Text Classification for Organizational Researchers: A Tutorial

baby-84626_1920[We’re pleased to welcome author Dr. Stefan Mol of the University of Amsterdam. Dr. Mol recently published an article in Organizational Research Methods entitled “Text Classification for Organizational Researchers: A Tutorial,” which is currently free to read for a limited time. Below, Dr. Mol reflects on the inspiration for conducting this research:]

07ORM13_Covers.inddWhat motivated you to pursue this research?
Machine Learning assisted text analysis is still uncommon in organizational research, although its use holds promise. Most manual text analysis procedures conducted by researchers in this field are about the assignment of text to categories such as in thematic and template analyses. However, manual classification of text becomes laborious and time consuming (and sometimes subject to reliability issues) when one needs to do this for a sizeable amount (hundreds of thousands or millions) of pieces of text. An alternative is to use automatic text classification systems that can be constructed by researchers, which allow them to speed up the process of labeling or coding large sets of textual data. The design and building of text classifiers could be of use for various areas of organizational research. Our aim was to illustrate how this could be done and provide a tutorial. We used the example of building a text classifier to automatically sort job type information contained in job vacancies. The importance of validating the results of text classification was demonstrated through data triangulation, using expert input. We believe that the use of this procedure among organizational researchers can improve reliability and efficiency in analysis that involves classification.

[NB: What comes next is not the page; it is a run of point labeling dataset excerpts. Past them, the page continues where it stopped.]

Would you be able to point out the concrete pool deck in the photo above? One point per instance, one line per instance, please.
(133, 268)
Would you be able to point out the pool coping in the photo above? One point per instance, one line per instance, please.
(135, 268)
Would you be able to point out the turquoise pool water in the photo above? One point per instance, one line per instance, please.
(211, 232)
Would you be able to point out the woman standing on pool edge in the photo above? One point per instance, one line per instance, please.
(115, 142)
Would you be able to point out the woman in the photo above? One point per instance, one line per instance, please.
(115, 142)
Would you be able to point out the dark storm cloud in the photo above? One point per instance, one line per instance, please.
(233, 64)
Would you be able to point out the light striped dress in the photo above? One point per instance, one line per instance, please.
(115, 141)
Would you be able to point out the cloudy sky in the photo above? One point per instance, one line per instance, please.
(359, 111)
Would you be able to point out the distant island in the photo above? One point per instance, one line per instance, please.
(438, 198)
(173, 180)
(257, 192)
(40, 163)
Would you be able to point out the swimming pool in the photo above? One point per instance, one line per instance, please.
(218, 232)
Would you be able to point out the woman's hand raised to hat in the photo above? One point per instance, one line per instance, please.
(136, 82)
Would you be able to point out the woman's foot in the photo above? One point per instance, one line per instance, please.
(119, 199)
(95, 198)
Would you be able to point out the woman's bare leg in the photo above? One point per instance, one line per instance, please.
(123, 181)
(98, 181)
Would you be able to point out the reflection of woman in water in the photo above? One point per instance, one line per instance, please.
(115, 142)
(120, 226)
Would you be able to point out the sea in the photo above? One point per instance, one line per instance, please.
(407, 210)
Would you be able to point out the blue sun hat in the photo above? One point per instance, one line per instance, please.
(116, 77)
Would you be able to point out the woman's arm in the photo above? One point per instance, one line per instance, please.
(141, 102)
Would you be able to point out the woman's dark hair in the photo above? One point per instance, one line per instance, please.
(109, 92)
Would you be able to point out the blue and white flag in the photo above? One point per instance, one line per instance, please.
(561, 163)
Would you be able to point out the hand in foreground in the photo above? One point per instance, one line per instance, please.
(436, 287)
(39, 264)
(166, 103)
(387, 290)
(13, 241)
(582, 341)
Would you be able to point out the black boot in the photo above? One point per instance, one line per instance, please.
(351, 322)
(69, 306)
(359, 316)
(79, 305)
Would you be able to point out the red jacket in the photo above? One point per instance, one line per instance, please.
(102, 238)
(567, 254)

What has been the most challenging aspect of conducting your research? Were there any surprising findings?
Building classifiers involves several rounds of training, testing, and validation before they can be deployed in practice and the most challenging aspect is training the classifier and choosing the parameters in such a way that the results are valid from the standpoint of application. The classifier we built for the job analysis task was able to recover job task sentences with high precision as assessed by an expert in the field, although the classifier was initially trained with minimum expert input. Our results thus suggest that job vacancies are a reliable alternative source of job information that can augment existing approaches to job analysis. More generally, we believe this also suggests that wider use of text classification holds promise for organizational research in a broader sense.
What did not make it into your published manuscript that you would like to share with us?
One class of techniques that are now increasingly applied in the area of text classification are word embeddings. Word embeddings map each word to vectors of real numbers. The similarities among word vectors can be used to quantify and categorize the meaning of words in specific contexts. We initially planned to include a short discussion about this but we decided not to because these techniques warrant more in depth discussion which go beyond the scope of our current article. However, organizational researchers interested in recovering context specific meaning of words may benefit from the specific approach taken with word embeddings and we recommend them to get to know these techniques as well.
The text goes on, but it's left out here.